We now find ourselves halfway through this journey and this is what we have done and learned…
Meat Chickens are Male. You can get female meat chickens but they don’t get as big, so you pay the extra few cents to get all boys so you can get the biggest bang for your buck.
We kept a brooder light on them most of the time for the first week and a half except when they showed signs of being too hot since it is summer and they were in our garage. We were impressed that we only lost one chick during the first week.
They started out cute, but soon began to look almost sickly because they grow so much faster than they feather out. Their baby fuzz only partially covers their little bodies and you can see their skin showing through.

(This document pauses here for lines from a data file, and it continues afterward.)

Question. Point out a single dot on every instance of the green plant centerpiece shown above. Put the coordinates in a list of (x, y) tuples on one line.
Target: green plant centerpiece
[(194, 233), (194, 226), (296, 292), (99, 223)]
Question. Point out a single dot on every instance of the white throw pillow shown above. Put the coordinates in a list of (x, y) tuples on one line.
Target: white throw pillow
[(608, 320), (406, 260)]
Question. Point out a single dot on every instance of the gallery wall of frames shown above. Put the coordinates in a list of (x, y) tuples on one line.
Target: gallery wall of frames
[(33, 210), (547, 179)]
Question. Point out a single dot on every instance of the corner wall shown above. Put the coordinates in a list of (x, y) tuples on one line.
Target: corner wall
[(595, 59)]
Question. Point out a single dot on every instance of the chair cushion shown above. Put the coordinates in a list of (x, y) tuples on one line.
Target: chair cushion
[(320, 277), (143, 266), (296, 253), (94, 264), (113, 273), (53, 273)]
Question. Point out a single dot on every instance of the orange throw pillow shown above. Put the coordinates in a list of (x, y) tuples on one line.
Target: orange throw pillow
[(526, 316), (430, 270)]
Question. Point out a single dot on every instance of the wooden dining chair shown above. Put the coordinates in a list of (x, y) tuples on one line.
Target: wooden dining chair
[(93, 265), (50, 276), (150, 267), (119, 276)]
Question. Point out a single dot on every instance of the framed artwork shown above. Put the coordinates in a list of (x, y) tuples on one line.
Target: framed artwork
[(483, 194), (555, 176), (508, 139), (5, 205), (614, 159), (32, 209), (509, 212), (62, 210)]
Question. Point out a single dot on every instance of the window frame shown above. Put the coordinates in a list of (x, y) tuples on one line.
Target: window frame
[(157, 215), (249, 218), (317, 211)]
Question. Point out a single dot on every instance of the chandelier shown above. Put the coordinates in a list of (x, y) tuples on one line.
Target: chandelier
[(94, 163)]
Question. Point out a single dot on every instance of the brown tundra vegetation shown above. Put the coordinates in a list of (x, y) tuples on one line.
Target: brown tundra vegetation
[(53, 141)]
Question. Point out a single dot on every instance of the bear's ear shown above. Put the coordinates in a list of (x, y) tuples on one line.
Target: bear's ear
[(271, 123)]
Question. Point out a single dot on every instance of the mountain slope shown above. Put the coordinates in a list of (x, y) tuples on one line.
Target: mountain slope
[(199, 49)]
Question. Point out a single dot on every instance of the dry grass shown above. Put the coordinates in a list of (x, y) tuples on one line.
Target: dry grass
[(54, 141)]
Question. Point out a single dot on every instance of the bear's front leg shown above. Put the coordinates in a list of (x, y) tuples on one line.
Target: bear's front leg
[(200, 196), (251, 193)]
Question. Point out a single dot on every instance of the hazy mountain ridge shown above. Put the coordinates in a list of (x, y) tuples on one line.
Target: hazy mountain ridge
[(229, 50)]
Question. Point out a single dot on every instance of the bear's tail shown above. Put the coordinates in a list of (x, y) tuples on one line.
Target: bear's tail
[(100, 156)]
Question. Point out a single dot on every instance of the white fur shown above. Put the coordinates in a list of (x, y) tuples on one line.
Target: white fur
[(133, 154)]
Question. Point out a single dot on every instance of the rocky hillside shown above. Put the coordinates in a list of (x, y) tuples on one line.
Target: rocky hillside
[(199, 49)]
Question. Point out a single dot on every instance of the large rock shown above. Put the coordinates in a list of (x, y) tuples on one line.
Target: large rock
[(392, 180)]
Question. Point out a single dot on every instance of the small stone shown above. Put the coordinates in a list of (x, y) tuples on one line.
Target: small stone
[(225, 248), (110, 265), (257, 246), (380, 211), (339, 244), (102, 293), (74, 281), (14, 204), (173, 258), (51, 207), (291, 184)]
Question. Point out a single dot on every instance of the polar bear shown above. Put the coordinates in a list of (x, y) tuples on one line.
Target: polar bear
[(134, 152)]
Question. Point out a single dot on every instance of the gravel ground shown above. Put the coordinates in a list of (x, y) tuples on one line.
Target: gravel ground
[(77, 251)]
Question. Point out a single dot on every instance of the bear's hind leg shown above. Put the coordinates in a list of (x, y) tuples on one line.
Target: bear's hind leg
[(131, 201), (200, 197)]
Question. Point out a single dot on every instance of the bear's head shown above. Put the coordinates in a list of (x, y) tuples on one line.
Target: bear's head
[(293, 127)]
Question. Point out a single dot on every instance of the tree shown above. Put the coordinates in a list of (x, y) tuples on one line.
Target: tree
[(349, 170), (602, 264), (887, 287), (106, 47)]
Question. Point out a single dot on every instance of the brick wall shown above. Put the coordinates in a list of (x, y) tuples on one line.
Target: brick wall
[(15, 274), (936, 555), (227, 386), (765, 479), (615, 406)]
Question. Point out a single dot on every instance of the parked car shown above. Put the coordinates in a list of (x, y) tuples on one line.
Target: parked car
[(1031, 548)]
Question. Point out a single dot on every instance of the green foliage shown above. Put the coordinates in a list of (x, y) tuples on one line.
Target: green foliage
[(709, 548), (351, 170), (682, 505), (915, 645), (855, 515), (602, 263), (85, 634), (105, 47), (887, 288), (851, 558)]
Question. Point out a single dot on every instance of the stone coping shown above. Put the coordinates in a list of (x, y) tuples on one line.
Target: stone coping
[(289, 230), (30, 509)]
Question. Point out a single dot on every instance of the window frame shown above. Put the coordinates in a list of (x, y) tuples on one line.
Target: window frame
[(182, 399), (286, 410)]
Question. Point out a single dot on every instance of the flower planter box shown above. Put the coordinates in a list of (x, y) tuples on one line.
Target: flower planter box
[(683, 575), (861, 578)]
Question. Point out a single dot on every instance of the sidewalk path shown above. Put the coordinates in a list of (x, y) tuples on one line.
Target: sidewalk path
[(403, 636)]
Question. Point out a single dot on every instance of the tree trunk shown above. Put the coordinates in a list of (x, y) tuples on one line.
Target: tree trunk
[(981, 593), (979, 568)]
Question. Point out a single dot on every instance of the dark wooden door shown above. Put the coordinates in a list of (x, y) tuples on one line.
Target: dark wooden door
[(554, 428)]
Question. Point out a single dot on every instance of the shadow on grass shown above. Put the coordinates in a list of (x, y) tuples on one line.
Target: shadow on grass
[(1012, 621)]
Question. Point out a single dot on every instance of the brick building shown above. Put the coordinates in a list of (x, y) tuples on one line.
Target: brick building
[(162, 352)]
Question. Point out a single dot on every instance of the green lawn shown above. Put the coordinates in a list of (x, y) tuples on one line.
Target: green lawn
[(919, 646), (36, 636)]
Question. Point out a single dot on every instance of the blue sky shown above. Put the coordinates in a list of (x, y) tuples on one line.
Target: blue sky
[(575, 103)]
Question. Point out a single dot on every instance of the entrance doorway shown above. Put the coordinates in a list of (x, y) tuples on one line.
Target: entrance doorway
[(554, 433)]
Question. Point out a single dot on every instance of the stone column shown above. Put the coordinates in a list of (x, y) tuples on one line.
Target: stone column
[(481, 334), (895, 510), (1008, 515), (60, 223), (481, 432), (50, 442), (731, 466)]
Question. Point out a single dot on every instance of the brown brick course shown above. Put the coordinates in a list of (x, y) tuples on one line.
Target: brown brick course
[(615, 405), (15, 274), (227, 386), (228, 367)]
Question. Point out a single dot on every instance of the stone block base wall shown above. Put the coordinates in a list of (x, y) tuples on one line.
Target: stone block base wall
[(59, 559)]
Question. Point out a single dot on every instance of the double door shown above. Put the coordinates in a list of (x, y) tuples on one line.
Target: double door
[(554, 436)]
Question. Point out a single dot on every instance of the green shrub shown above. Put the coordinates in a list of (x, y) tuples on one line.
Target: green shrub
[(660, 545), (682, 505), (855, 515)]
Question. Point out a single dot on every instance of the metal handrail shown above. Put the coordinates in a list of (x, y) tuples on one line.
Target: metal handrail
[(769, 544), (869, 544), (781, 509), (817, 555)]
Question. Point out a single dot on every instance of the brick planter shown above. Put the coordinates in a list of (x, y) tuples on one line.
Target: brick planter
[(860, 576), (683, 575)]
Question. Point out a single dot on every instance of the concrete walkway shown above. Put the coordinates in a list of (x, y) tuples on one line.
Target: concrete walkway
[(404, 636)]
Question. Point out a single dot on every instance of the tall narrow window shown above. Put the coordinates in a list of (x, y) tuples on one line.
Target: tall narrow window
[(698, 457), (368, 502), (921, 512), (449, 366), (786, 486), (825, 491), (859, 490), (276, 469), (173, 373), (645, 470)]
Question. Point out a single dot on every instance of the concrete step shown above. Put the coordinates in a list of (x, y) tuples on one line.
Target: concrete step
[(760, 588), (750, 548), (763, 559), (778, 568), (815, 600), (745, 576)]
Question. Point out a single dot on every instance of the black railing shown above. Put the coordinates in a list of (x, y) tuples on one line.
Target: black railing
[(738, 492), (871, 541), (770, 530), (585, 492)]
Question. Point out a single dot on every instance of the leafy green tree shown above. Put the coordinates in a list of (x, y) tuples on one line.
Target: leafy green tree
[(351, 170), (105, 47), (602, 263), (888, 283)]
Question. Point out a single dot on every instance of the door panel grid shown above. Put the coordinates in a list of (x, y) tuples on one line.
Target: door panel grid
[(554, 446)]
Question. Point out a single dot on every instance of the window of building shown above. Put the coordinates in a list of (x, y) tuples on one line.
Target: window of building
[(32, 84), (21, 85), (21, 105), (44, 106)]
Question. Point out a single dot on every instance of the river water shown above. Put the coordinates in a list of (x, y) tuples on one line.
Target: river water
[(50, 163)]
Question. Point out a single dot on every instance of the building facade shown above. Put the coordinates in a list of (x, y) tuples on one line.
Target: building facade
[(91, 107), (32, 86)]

These chickens are huge! No joke, these chickens are a breed called a Cornish Cross. It is the standard in the US for meat chickens. Whole foods or walmart, this is almost certainly the chicken you get, the only difference is how they are raised.
Getting back to the size of the chickens, we were fortunate to have bought 3 buckeye (a breed from ohio!) chicks at the same, so we have a built in comparison as they all grow up. I’ll just let the photo speak for itself. Both chickens are the same age within a couple of days, and you’ll notice our white meat chicken is substantially larger than the Buckeye. Cora could barely hold the meat bird up on her arm.
These chickens were born to eat and poop. For the first 3 weeks we kept food with them 24 hours a day. Just shy of three weeks, we moved them out to the grass into one half of our pastured rabbit pen which is 4×8. We move it at least once per day and sometimes twice because as I mentioned earlier, these birds were born to eat and poop. Let me make that point clear. In one day they could have the complete 4×8 area almost completely covered in a layer of poop.
We encourage the chickens to forage as much as possible by taking away their food for a few hours each time we move the pen. This seems to work great as they excitedly run about the pen scratching and pecking at the fresh grass and bugs.
The downside of these moves is that we have lost 4 more chicks since moving them outside because we accidentally pinched them while shifting the position of the cage. They have almost 3 pounds of meat on them and if I have been prepared I could have processed those 3 that day, but I wasn’t.
Contrary to many of the articles we read, we have found that these chickens are not as lazy and lethargic as many would argue. They love to explore the fresh grass and area once we move their pen and are just as difficult to catch as any other chicken.
We just moved them into their “chicken tractor” where they will live for the remainder of their lives. We were lucky enough to meet people that let us borrow their tractors so we didn’t have to build them this time around. They follow the Joel Salatin design from his book “Pasture Poultry Profits” with a few differences. These are built as 8′ by 8′ by 2′ tall pens with chicken wire all the way around and aluminum sheets over half of it as a roof.
We will move this tractor once to twice a day for the next 3-4 weeks until the big butchering day. Time to start learning and planning exactly what to do!